'Expertise for the Future': histories of environmental prediction and policy

This project was initiated in 2009 by Libby Robin (Australian National University), Sverker Sörlin (Royal Institute of Technology, Stockholm) and Paul Warde (Centre for History and Economics). Its focus is on the development of environmental prediction, and the reception of predictions optimistic and pessimistic since the sixteenth century, ranging from personal observation to interpretation of longitudinal data trends (prices, demographic data, meteorological records) and the increased importance of statistical modelling.

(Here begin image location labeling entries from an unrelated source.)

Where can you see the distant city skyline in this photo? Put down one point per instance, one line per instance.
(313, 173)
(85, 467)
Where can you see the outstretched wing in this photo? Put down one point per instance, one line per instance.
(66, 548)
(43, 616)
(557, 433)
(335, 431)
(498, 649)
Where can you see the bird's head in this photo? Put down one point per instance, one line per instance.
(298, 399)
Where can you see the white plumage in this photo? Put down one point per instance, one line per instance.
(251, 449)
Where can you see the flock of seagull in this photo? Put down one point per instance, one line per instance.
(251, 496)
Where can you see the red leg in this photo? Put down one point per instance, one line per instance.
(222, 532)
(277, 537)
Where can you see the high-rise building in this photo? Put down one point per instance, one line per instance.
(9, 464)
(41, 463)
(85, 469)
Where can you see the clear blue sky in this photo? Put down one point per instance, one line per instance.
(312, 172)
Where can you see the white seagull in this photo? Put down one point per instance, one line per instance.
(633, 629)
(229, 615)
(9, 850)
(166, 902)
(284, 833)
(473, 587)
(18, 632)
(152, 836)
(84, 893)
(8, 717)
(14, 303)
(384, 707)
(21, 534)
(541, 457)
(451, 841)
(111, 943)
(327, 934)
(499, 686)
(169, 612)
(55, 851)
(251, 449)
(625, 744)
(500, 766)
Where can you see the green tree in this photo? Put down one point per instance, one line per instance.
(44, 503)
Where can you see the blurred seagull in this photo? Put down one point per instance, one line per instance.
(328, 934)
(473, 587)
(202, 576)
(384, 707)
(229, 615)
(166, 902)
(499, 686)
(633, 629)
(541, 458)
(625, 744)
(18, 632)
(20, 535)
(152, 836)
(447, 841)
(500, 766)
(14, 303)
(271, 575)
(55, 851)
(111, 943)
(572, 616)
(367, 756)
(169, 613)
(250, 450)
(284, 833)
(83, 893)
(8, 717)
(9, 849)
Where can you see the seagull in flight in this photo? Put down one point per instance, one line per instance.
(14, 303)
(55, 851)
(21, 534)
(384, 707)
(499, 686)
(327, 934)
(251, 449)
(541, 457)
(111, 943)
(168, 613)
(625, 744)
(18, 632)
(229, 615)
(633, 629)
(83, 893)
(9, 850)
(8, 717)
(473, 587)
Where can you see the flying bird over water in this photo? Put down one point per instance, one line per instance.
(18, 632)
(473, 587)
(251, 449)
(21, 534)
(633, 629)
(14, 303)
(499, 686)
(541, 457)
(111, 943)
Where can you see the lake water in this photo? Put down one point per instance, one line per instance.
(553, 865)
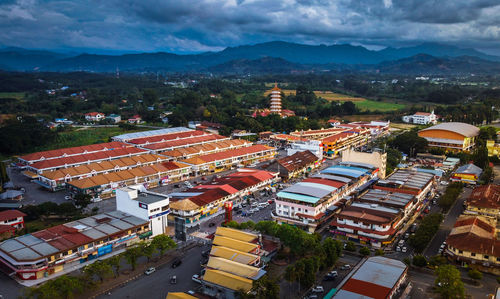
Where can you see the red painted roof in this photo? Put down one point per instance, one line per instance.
(367, 289)
(86, 158)
(327, 182)
(74, 150)
(166, 137)
(11, 214)
(166, 145)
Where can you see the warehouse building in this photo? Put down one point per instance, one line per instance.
(43, 253)
(377, 277)
(452, 136)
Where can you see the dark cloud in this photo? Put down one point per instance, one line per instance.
(203, 25)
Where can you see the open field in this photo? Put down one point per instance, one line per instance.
(14, 95)
(380, 106)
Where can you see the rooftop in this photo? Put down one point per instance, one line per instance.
(463, 129)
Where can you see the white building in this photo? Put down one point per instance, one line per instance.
(314, 146)
(421, 118)
(136, 201)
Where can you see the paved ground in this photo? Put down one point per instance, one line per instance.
(447, 225)
(157, 285)
(35, 194)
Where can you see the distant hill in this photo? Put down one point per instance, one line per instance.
(26, 60)
(271, 57)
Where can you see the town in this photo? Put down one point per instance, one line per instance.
(185, 212)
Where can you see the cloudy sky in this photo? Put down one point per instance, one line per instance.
(186, 26)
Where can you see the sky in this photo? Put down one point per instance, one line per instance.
(192, 26)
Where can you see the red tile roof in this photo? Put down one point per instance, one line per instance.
(166, 145)
(365, 288)
(166, 137)
(74, 151)
(87, 158)
(486, 196)
(11, 214)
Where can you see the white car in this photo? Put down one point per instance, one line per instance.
(150, 270)
(196, 278)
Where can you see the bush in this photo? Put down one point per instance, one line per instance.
(364, 251)
(350, 246)
(419, 261)
(475, 274)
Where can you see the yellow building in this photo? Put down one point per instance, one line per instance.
(484, 201)
(452, 136)
(473, 241)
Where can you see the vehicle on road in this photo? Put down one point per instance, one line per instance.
(196, 278)
(176, 263)
(150, 270)
(345, 267)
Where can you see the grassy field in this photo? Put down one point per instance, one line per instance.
(15, 95)
(380, 106)
(85, 136)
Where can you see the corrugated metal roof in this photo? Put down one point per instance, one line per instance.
(227, 280)
(235, 234)
(234, 255)
(298, 197)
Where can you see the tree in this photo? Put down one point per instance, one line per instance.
(419, 261)
(364, 251)
(475, 274)
(350, 246)
(100, 269)
(131, 255)
(115, 262)
(82, 200)
(448, 282)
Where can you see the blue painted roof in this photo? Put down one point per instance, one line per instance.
(298, 197)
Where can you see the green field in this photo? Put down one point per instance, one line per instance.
(15, 95)
(82, 136)
(380, 106)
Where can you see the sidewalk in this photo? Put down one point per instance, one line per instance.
(66, 270)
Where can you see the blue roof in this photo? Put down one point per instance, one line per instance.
(298, 197)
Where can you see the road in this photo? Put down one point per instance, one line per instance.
(448, 223)
(157, 285)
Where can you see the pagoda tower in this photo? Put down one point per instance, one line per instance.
(275, 100)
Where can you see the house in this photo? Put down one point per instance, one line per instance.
(136, 119)
(114, 117)
(421, 118)
(94, 116)
(468, 173)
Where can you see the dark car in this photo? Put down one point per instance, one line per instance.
(176, 263)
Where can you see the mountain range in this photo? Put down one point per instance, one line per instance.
(271, 57)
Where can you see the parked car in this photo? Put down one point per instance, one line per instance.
(196, 278)
(176, 263)
(150, 270)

These issues will be explored in a series of workshops addressing histories of resource use and fears of scarcity; demography and epidemiology; climate science; conservation; deforestation; and the international exchange of ideas and technology.

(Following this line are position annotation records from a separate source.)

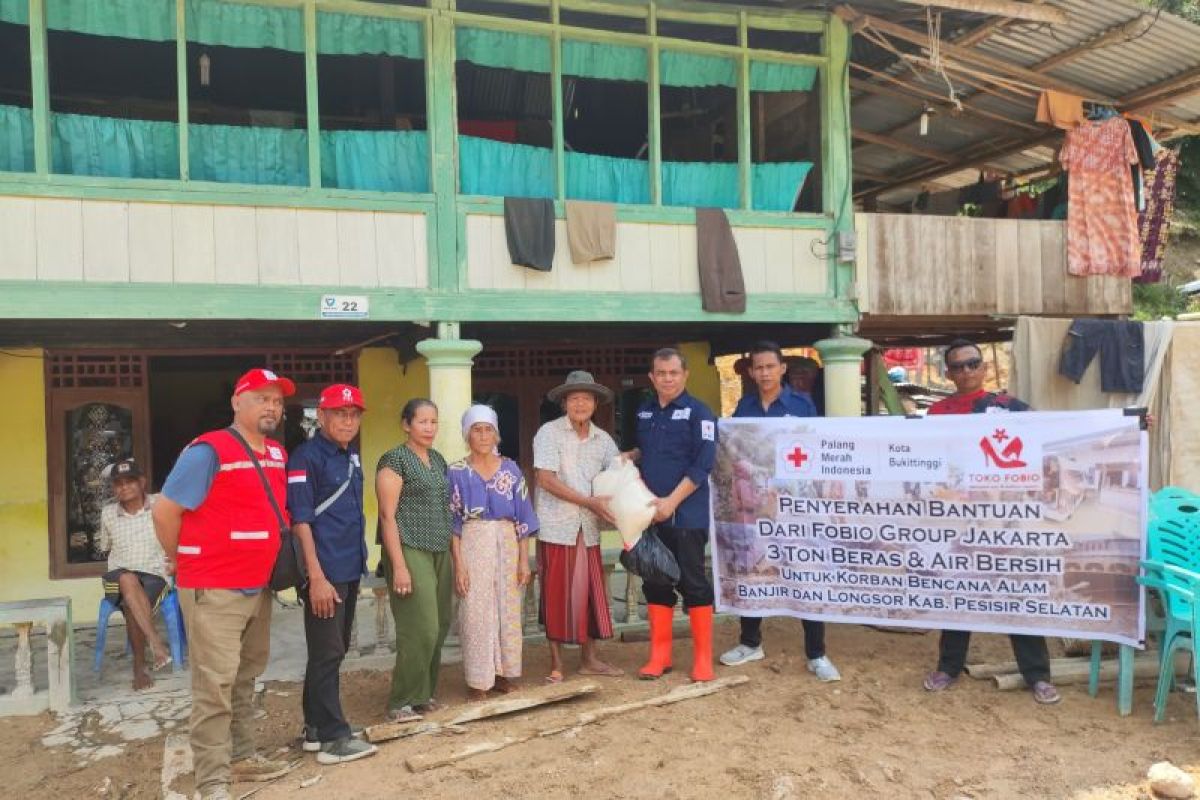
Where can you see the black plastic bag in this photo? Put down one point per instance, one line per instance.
(651, 560)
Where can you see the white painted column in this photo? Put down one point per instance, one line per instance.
(843, 360)
(450, 360)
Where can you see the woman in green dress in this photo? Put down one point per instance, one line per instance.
(414, 516)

The rise of environmental prediction is commonly associated with the ‘ecological revolution’ of the 1960s, that saw the development of Environmental Protection Agencies, and the interventions of non-governmental activists from the scientific and wider community, in the publishing of landmark reports whether on a formal institutionalised basis or not (such as the ‘Club of Rome’ or the Brundtland Commission), and political responses to the perceived potential or actuality of environmental degradation. This is often represented as the colonisation of policymaking by ‘expert’ opinion bringing the increased authority of the environmental sciences into the political domain. There are parallels to developments in other policy areas (finance, labour markets, military, foreign relations etc.), but in environment policy (under that very name) the influence of expert opinion has been less challenged by popular or established common views, and scientific expertise has conferred greater popular legitimacy.

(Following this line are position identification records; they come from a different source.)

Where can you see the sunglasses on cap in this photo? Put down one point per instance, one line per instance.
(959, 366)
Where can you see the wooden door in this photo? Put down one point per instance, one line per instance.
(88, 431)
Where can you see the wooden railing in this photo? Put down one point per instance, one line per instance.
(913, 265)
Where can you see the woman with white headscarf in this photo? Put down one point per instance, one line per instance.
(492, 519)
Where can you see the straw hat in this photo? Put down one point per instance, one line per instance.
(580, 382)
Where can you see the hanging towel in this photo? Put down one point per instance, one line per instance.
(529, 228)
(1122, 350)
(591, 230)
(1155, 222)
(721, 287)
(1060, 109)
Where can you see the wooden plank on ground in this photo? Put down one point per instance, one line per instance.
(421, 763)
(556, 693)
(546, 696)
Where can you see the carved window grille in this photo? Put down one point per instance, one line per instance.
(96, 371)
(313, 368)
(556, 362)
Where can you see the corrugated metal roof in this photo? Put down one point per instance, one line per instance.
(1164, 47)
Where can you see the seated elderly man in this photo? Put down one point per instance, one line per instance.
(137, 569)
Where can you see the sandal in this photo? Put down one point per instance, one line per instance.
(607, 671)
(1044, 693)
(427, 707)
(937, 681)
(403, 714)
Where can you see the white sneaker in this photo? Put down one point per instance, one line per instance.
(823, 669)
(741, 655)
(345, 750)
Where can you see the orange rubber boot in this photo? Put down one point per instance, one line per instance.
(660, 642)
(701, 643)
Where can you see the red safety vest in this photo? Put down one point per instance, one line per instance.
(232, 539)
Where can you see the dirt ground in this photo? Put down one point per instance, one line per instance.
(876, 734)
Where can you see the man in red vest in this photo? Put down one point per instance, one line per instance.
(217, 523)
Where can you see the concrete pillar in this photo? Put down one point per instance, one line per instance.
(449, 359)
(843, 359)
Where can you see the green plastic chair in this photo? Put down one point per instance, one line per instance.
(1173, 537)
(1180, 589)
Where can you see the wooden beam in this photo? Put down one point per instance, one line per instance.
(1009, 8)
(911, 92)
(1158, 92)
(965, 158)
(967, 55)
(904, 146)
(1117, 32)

Yet the wider social and political role of environmental prediction has a far longer history. Narratives of potential degradation (for example, in relation to wood supplies) have played a prominent role in government action in Europe since the fifteenth century. Interventions at first appealed to ‘commonsensical’ and general observations for legitimacy, and a significant development over time has been the displacement of ‘intuitive’ methods by the analysis of longitudinal data trends and statistical modelling that are remote from everyday experience. There has been little analysis of this succession and whether it was actually rooted in successful prediction itself, or in the inherent greater plausibility of the data. Sociologists including Ulrich Beck have drawn attention to the paradox that the legitimacy of political action increasingly rests upon scientific authority at a time when scientific practice has moved towards an increasingly reflexive and probabilistic sensibility in the interpretation of complex models.

This project will thus examine the long-term history of environmental prediction, seeking to bring together perspectives from the history of science, sociological and communication studies, and the social, cultural and political history of the ‘environment’. It will examine how authoritative narratives and specific claims developed in the context of scientific discourse, fieldwork, and methodologies; how environmental objects of study were constructed and valued; how particular trajectories were adopted by ‘experts’, disciplinary communities, policymakers, activists and a wider public in relation to their explanatory power, their social and political resonance, their degree of verifiability, and their insertion into observable historical trends. How was the prominence given to particular approaches related to their spatial scale of observation (from field sites to conservation zones to planetary systems) or forms of data (such as instrumental measurements, resource prices, local knowledge, and human memory)? How important were institutional structures, geopolitical competition, funding, aesthetic or sentimental attachment to the framing, development and analysis of environmental ‘problems’ and proffered solutions?

The first project meeting took place on July 22nd-23rd at the University of East Anglia.

The next workshop in the Expertise for the Future project will be held at Harvard University on 16th-17th November 2009.